Tim’s life is shaken up when the underbelly of London is seized upon by a mysterious character taken to branding and then killing young girls. Tim then encounters Philomela, a young Italian girl in danger of joining her peers. The story then takes several turns which head into a world which seems more Anne Rice than Charles Dickens. Gothic murder, perversity and deception take over, culminating in several climaxes that nearly tax the reader in their extravagant danger.
Not that the grisliness and drama are bad. After all, when an author like Bayard decides to spin off an old standard, the author is free to do what he likes, and the results can be impressive and page turning. What is never really revealed, however, is why Tim Cratchit makes the transformation from a semi-loser into a freelance detective. Occasionally, too, Tim’s voice is less 19th century London and more League of Extraordinary Gentlemen. When our hero receives a calling card from the insidious Lord Griffyn, reading “presents his compliments,” Tim glowers to himself: “Just so. Mr. Timothy Cratchit is about to send his compliments right back.”
Bayard’s effort is admirable in its creativity, but while nothing should be truly sacred in literature, it may have been too big an undertaking to add a postscript on to the seemingly legendary Dickens tale, and Bayard seems to find a difficulty in striking a balance between adapting and distancing himself from Dickens. A Christmas Carol was a story of transformation, as Scrooge started as one of the most hateful men in literature to the honorary spirit of Christmas. Bayard seems reluctant to give his characters as much diversity of character. Tim interrupts his adventures to compose mental missives to his dead father, which tend to slow the book since we have never been told why exactly Tim cannot get over his father’s death.
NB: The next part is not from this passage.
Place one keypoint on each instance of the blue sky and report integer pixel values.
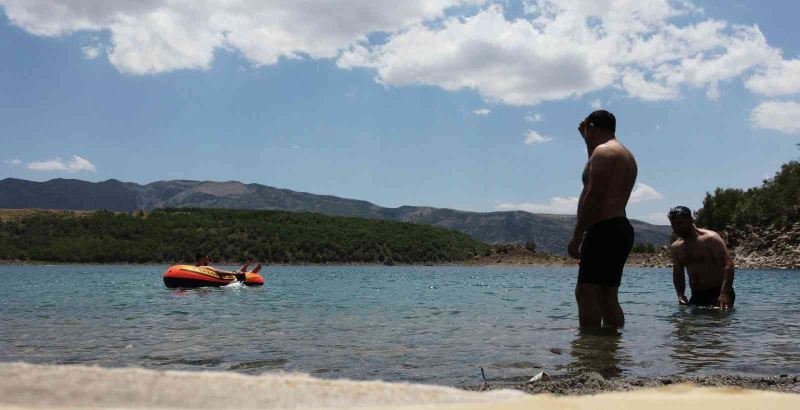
(470, 104)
The good guys are good and the bad guys bad, and it would have been a deeper read, for instance, to find out why “You may plunge a dagger through [Lord Griffyn], drive it straight to the other side—you will find nothing to kill.” While Bayard’s idea is laudable, perhaps his book would be a better read if its story was written without the allusion to Dickens, so Bayard can be judged on his own without Tim, and Tim can be judged without his father or uncle.